当時私は、かなりの勢いでマセており、髪の毛を長くのばしてスペイン風を気取ったりしていましたが、下級生の女の子たちにはわりあい人気があったようで、いつも下駄箱のなかに手編みのマフラーや贈り物がたくさんはいっていました。


私が年下の女の子たちを前に、「ナルシソ・イエペスの弾く"入り江のざわめき"を聴いたことある?たとえ日本の音楽が総結集してかかっても、ぜんぜん太刀打ちできないすごい芸術なんだ。」などと言えば、彼女たちは、「えーっ、ナルヘソ?ふーん、なるへそなるへそー。」などとニコニコして、今思うとなんとも他愛のない光景だったと思いますが、もう私の頭の中には、いったいどうすればスペインのギターの名手たちのようにギターを奏でられるのかということしかありませんでした。


校庭のかたすみにあった水飲み台にギターを抱えて腰掛け、その前に女の子たちを座らせて弾いた"入江のざわめき"や"アラビア風奇想曲"、さらに、ホセ・フェリシアーノの"雨のささやき"や"ハイヒール・スニーカーズ"といったナンバー。
そしてコンサートのあとはといえば、毎回恒例。
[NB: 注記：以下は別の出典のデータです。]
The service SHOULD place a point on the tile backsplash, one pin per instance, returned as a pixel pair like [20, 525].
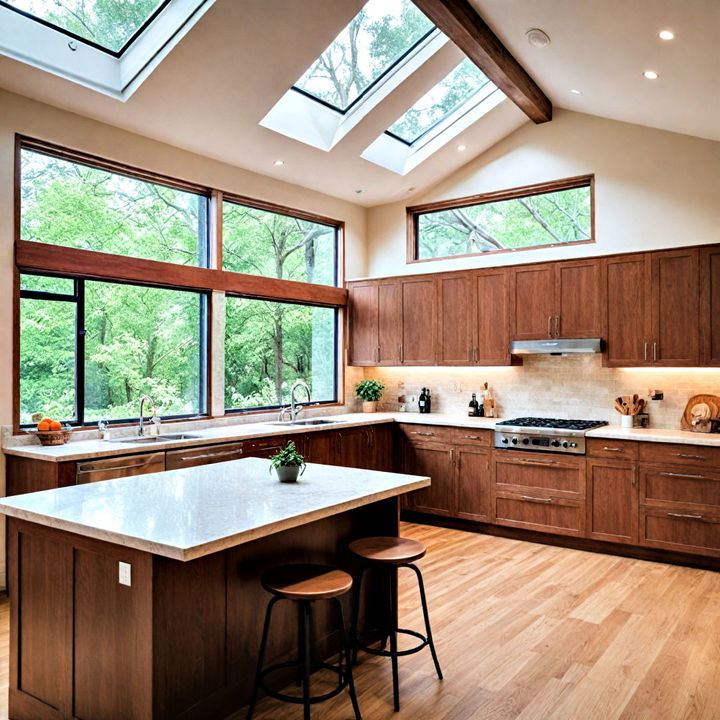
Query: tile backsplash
[570, 386]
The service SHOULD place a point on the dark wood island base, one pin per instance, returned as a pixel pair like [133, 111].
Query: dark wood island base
[180, 642]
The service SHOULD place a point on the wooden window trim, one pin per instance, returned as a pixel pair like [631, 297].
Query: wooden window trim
[414, 211]
[44, 258]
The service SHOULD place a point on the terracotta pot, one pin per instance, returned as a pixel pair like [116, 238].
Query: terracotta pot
[288, 473]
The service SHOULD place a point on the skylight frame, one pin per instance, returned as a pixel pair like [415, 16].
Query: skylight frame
[86, 41]
[23, 37]
[389, 70]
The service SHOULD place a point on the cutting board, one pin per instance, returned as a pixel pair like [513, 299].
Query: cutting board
[712, 401]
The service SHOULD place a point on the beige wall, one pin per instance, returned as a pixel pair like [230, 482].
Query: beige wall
[654, 189]
[21, 115]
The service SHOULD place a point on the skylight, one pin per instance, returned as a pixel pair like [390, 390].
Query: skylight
[456, 89]
[375, 40]
[107, 24]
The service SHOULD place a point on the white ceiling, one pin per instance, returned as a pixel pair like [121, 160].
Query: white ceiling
[209, 94]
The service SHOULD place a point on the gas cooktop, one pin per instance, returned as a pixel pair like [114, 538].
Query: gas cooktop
[544, 434]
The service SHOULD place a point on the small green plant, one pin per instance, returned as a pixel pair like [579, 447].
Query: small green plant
[288, 457]
[369, 390]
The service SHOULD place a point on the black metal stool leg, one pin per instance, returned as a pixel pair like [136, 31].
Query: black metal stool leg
[392, 632]
[426, 616]
[305, 654]
[348, 660]
[261, 656]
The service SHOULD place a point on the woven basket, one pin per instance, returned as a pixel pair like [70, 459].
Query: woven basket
[53, 437]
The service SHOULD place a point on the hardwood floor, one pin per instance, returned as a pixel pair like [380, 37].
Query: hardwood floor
[533, 632]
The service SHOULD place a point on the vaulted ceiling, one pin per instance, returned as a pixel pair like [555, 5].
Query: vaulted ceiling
[209, 94]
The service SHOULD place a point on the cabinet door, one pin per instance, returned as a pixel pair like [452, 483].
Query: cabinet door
[579, 305]
[533, 302]
[418, 322]
[389, 323]
[492, 317]
[363, 324]
[676, 296]
[626, 283]
[456, 344]
[434, 461]
[473, 483]
[710, 302]
[612, 502]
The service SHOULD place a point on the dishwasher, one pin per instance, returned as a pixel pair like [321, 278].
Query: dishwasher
[111, 468]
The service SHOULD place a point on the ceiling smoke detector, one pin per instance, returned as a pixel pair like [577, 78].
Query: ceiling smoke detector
[537, 38]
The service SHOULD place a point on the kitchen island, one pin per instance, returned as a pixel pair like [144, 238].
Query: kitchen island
[140, 598]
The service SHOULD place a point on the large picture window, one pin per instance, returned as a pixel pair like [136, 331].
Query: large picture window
[559, 212]
[269, 346]
[68, 203]
[89, 350]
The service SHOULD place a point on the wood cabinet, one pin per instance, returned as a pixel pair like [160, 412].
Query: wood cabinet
[612, 500]
[557, 300]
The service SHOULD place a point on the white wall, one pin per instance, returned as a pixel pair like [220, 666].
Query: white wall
[653, 189]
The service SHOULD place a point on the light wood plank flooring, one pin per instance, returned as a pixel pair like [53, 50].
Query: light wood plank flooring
[532, 632]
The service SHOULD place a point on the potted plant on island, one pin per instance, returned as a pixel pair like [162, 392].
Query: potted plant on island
[369, 391]
[289, 464]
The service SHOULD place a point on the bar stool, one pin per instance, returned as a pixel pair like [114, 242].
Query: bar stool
[388, 554]
[303, 584]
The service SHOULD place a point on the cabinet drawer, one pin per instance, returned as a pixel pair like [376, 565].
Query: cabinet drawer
[695, 455]
[684, 531]
[176, 459]
[427, 433]
[469, 436]
[540, 512]
[617, 449]
[539, 472]
[677, 485]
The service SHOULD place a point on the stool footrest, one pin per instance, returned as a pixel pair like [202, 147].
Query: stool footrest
[388, 653]
[298, 699]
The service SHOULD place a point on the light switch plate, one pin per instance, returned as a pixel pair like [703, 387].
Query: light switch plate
[125, 573]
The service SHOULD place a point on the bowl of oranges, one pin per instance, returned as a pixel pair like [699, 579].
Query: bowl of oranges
[51, 432]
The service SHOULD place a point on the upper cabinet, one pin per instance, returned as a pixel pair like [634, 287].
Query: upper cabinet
[653, 309]
[556, 300]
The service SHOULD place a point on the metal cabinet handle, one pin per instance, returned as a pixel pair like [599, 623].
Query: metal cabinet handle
[692, 477]
[207, 455]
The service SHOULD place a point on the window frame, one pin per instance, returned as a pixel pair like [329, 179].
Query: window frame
[37, 258]
[414, 212]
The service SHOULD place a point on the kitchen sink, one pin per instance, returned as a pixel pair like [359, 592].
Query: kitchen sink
[149, 439]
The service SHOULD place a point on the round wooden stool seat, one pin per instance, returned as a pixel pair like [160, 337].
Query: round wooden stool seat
[306, 582]
[388, 550]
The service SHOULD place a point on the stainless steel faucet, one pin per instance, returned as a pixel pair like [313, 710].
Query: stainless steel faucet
[294, 409]
[141, 429]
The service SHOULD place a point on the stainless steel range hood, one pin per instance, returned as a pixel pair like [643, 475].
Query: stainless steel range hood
[570, 346]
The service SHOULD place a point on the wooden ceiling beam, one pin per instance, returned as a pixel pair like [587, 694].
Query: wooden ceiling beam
[462, 24]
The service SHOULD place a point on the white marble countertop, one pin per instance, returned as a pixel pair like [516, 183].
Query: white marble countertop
[189, 513]
[87, 449]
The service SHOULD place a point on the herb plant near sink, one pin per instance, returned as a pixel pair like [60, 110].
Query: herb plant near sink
[370, 392]
[289, 464]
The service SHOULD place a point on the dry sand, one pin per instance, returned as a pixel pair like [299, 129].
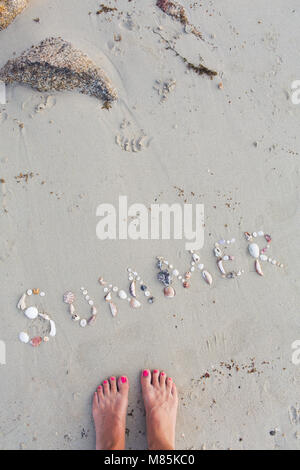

私の上瞼のマツ毛のうえに、シャープペンシルの替芯が何本のるかの実験でキャッキャと騒いだり...。

いまもし、このときの写真やフィルムでもあれば本当にに楽しいと思いますけれど、思えばこれこそが、私が行った最初のギターリサイタルでした。


こうして片時も手放すことのなかったギター曲集との出会いは、当時、夢にまであこがれていたスペインと私とを決定的に結ぶものとなりました。
そしてそれは、同時に、のちに私にとって最大の恩師となる、鈴木巌先生との最初の出会いだったのです。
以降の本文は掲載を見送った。